Ignoring attacks, Politico's Smith claimed “well-funded attacks from independent groups on behalf of John McCain” have “so far [been] absent”

In a blog post, the Politico's Ben Smith asserted that “well-funded attacks from independent groups on behalf of [Sen.] John McCain” have “so far [been] absent” during the presidential campaign. However, the Vets for Freedom political action committee has run television ads attacking Sen. Barack Obama over issues related to the Iraq war, and independent group Freedom's Watch has put out ads attacking Obama over tax and health care issues.

In a June 19 post on his Politico blog, senior political writer Ben Smith wrote: “Obama announced in a video message to supporters this morning that he won't participate in a public financing system to which he appeared to have committed last year, citing the system's flaws and the threat of -- so far absent -- well-funded attacks from independent groups on behalf of John McCain” [emphasis added]. In fact, the Vets for Freedom political action committee launched two ads in May attacking Sen. Barack Obama over issues related to the Iraq war. Moreover, in the run-up to two special congressional elections in Louisiana and Mississippi on May 3 and 13, the independent group Freedom's Watch ran television ads linking Democratic congressional candidates Rep. Don Cazayoux (LA) and Rep. Travis Childers (MS) to Obama, claiming that Obama and Childers would levy “a $2,600 tax increase” on “many Mississippi families” and that Obama and Cazayoux are behind “a big government scheme” for health care that would “cost[] up to 65 billion dollars.”

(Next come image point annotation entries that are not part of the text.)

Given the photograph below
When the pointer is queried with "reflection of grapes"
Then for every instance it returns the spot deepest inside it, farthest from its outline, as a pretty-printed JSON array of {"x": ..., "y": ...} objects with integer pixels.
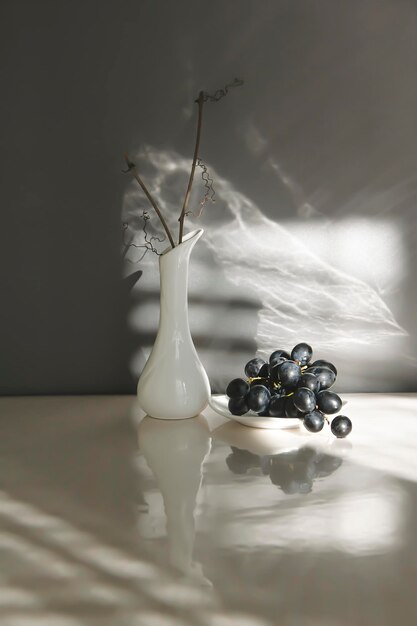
[
  {"x": 293, "y": 472},
  {"x": 302, "y": 385},
  {"x": 341, "y": 426}
]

Further, the group Citizens United has reportedly budgeted about $1 million for a "political documentary" on Obama that it plans to release this summer, which examines, in part, whether Obama is “the uniter the country begs for or a typical Democrat divider.” In its May 19 issue, Newsweek quoted Citizens United president David Bossie as saying that the film will portray Obama as a “limousine, out-of-control leftist liberal ... more liberal than [Vermont Sen.] Bernie Sanders, who is a socialist.”

Media Matters for America noted that two McCain supporters and frequent McCain campaign surrogates -- Sen. Lindsey Graham (R-SC), a general co-chairman of McCain's campaign, and Sen. Joe Lieberman (I-CT), a co-chairman of McCain's Connecticut Leadership Team -- served on the Vets for Freedom Policy Board of Advisors, but the day the group's PAC released the first Obama attack ad, they "request[ed] a leave" from their positions "[d]ue to McCain campaign guidelines." Smith himself noted Graham and Lieberman's departure from Vets for Freedom in a May 29 blog entry.

From Smith's June 19 blog post:

Obama announced in a video message to supporters this morning that he won't participate in a public financing system to which he appeared to have committed last year, citing the system's flaws and the threat of -- so far absent -- well-funded attacks from independent groups on behalf of John McCain.

Obama cast the decision, expected to give him a massive edge over McCain, as a risk and a sacrifice.